Windows does recognize the second Disk that I've installed, but only for a
little while, then it disappears from access. It is no longer visible or
accessable from 'My computer', discmgmt.msc or any shortcut or application
that tries to access it.

I hope this clears things up and again I apologize for the sloppy symantics.

Thanks,
JWB
 
P

Pegasus \(MVP\)

The question remains: Does the BIOS see both disks,
and are they both visible in the boot-up messages?
 
G

Guest

Yes, when I reboot and stop at the BIOS, BOTH drives are visible.

- 1st drive PM - Maxtor 7y250m0
- 2nd drive 3S - Maxtor 6l250r0
 
P

Pegasus \(MVP\)

You might have some compatibility problems between
your hard disk controller and the new disk, causing it
to spin down and stop.
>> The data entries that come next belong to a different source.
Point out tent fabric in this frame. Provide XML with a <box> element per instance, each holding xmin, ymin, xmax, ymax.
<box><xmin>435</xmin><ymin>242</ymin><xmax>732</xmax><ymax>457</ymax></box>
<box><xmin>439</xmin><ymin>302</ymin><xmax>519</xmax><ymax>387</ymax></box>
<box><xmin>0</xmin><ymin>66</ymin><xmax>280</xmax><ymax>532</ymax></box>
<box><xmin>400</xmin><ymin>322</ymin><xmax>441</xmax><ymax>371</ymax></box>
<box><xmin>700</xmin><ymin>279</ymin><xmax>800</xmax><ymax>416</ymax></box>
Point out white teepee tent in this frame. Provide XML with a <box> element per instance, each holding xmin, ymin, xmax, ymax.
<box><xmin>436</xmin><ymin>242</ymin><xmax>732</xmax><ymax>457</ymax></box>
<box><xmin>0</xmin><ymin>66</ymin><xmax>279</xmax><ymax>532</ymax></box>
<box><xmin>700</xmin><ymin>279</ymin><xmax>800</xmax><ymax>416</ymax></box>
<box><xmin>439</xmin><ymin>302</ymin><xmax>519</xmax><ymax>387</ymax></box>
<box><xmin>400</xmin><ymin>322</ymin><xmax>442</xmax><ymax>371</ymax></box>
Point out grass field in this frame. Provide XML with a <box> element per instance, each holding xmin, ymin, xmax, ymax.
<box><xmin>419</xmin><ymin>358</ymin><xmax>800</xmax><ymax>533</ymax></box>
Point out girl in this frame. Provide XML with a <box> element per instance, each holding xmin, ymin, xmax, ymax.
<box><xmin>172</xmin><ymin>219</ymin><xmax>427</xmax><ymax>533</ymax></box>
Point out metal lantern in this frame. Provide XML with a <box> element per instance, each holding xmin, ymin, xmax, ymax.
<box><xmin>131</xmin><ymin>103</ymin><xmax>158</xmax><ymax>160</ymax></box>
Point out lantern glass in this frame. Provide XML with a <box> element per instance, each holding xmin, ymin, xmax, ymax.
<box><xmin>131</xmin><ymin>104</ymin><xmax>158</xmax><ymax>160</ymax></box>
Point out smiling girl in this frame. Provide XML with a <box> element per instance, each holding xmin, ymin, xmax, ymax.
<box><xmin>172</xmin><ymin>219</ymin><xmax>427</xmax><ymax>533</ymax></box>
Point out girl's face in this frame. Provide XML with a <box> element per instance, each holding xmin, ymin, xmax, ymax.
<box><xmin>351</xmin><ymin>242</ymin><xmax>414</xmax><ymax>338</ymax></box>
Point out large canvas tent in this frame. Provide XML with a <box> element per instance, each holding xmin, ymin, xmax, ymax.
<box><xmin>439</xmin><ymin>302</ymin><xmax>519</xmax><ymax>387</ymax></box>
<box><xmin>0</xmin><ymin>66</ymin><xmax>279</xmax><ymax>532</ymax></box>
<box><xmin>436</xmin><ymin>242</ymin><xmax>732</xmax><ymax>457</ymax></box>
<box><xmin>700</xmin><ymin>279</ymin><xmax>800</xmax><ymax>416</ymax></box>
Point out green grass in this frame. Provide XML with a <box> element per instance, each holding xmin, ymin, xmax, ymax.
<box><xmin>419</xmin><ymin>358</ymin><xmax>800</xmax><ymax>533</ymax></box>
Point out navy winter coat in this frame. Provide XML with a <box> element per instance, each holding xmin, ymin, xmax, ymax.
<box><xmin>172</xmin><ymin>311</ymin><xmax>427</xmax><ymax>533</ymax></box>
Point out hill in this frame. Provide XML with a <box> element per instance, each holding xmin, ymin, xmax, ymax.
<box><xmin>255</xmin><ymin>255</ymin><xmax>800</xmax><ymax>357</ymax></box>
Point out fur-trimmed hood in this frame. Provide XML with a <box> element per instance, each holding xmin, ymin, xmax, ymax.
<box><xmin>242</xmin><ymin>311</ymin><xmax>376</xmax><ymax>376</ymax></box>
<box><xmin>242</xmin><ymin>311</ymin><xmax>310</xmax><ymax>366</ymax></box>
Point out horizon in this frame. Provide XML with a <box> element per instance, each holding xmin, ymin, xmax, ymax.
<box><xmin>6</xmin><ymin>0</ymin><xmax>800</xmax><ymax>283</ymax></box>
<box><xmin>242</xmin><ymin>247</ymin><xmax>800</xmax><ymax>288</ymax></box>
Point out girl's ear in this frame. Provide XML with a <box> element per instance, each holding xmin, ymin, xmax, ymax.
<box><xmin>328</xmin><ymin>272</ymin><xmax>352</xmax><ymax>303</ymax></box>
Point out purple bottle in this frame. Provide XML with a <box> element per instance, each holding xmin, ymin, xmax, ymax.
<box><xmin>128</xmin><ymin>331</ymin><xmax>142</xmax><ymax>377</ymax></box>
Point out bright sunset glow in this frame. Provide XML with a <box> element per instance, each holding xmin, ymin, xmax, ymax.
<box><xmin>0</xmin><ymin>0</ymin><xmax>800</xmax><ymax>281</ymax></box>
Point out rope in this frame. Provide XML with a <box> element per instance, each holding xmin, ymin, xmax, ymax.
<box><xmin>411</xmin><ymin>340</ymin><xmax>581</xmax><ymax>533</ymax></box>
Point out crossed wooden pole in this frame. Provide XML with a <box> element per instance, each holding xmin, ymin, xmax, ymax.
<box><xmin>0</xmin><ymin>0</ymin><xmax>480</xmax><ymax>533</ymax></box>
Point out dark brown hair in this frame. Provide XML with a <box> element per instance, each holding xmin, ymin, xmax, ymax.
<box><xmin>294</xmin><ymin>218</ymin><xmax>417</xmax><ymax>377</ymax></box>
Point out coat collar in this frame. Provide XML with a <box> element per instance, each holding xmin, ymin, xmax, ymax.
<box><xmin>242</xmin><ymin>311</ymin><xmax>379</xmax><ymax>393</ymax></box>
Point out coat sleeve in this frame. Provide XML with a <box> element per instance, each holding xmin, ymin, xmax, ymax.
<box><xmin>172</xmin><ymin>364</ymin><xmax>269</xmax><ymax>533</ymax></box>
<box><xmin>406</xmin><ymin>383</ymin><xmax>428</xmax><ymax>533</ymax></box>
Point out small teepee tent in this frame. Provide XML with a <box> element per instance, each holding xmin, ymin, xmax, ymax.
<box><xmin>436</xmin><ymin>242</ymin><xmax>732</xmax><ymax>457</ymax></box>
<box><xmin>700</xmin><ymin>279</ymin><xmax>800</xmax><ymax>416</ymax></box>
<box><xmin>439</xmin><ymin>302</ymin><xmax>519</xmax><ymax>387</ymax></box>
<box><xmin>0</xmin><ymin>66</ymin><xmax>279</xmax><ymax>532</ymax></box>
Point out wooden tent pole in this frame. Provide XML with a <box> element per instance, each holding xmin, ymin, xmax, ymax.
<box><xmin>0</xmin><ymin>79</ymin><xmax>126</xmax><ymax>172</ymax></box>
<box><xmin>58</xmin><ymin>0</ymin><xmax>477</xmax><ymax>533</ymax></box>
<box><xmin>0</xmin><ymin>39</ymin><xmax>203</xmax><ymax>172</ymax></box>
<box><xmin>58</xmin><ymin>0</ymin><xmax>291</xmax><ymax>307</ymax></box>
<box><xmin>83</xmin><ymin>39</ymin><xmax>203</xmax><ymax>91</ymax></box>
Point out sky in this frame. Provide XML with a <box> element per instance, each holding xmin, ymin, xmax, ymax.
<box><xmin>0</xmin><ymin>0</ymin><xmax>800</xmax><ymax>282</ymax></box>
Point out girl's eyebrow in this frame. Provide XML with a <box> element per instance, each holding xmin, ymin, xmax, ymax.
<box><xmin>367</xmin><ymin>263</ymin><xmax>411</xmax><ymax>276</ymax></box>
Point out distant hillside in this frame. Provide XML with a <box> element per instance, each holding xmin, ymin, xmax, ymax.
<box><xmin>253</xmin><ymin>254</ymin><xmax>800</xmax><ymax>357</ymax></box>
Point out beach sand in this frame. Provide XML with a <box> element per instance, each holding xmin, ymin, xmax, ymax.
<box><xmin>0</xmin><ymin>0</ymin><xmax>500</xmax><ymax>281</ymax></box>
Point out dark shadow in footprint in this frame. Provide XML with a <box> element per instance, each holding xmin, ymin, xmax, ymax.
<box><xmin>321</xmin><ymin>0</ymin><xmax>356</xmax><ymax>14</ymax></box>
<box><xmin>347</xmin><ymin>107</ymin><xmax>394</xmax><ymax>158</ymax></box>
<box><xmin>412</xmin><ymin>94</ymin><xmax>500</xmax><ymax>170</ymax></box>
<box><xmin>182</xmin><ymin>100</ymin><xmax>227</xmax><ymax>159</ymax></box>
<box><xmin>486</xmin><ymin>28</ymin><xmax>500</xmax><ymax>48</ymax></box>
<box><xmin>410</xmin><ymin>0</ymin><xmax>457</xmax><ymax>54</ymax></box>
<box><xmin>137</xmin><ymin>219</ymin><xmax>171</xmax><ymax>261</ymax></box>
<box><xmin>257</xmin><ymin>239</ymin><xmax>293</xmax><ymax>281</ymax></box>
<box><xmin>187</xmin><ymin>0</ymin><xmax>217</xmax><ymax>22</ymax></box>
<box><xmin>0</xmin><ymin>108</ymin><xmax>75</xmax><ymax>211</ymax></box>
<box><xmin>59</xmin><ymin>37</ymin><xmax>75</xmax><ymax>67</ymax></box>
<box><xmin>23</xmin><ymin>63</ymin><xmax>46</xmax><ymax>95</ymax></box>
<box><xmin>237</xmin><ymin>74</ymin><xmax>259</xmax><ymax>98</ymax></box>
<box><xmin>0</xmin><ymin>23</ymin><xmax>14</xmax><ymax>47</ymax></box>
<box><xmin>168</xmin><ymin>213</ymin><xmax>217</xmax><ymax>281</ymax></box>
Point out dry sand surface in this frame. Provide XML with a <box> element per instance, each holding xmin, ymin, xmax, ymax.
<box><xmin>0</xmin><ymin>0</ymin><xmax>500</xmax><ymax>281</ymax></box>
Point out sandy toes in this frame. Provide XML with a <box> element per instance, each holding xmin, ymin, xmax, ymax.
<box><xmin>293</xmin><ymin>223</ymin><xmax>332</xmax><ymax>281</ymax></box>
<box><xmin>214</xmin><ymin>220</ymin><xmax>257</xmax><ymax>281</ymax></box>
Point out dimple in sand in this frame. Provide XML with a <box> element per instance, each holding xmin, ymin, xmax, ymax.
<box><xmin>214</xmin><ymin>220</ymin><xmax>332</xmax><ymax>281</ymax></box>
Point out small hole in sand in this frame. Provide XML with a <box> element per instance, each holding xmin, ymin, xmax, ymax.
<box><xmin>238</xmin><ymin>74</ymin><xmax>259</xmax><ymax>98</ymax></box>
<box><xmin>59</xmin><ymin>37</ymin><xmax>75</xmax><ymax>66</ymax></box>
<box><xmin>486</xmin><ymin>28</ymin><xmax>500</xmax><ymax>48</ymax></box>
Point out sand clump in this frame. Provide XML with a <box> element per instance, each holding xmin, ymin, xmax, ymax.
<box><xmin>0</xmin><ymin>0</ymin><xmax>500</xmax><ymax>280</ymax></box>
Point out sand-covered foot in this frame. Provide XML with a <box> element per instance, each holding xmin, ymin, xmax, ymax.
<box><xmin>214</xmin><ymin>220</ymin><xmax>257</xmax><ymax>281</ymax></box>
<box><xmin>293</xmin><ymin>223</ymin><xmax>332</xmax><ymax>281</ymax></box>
This is a serious event and I
would expect to see some relevant events logged in
the Event Logger.

To see just when exactly it happens, you could get
the Task Scheduler to run this batch file at boot time:
@echo off
echo %date% %time:~0,5% %computername% rebooted >> c:\disk.log
:again
set status=bad
dir d:\ | find /i "Volume in drive D:" && set status=OK
echo %date% %time:~0,5% Status=%status%>> c:\disk.log
ping localhost -n 61 > nul
goto again

When the disk disappears, examine c:\disk.log.
 
G

Guest

In the mean time, I changed the power settings. I found that it had the hard
drives shutting down after 15 minutes. Apparently they would not 'wake' up,
perhaps a setup problem I need to re-run with the Maxtor drive.

For now, it is working, I changed the power settings to 'never' shut hard
drives down.

If it continues to act up, I'll try your next suggestion.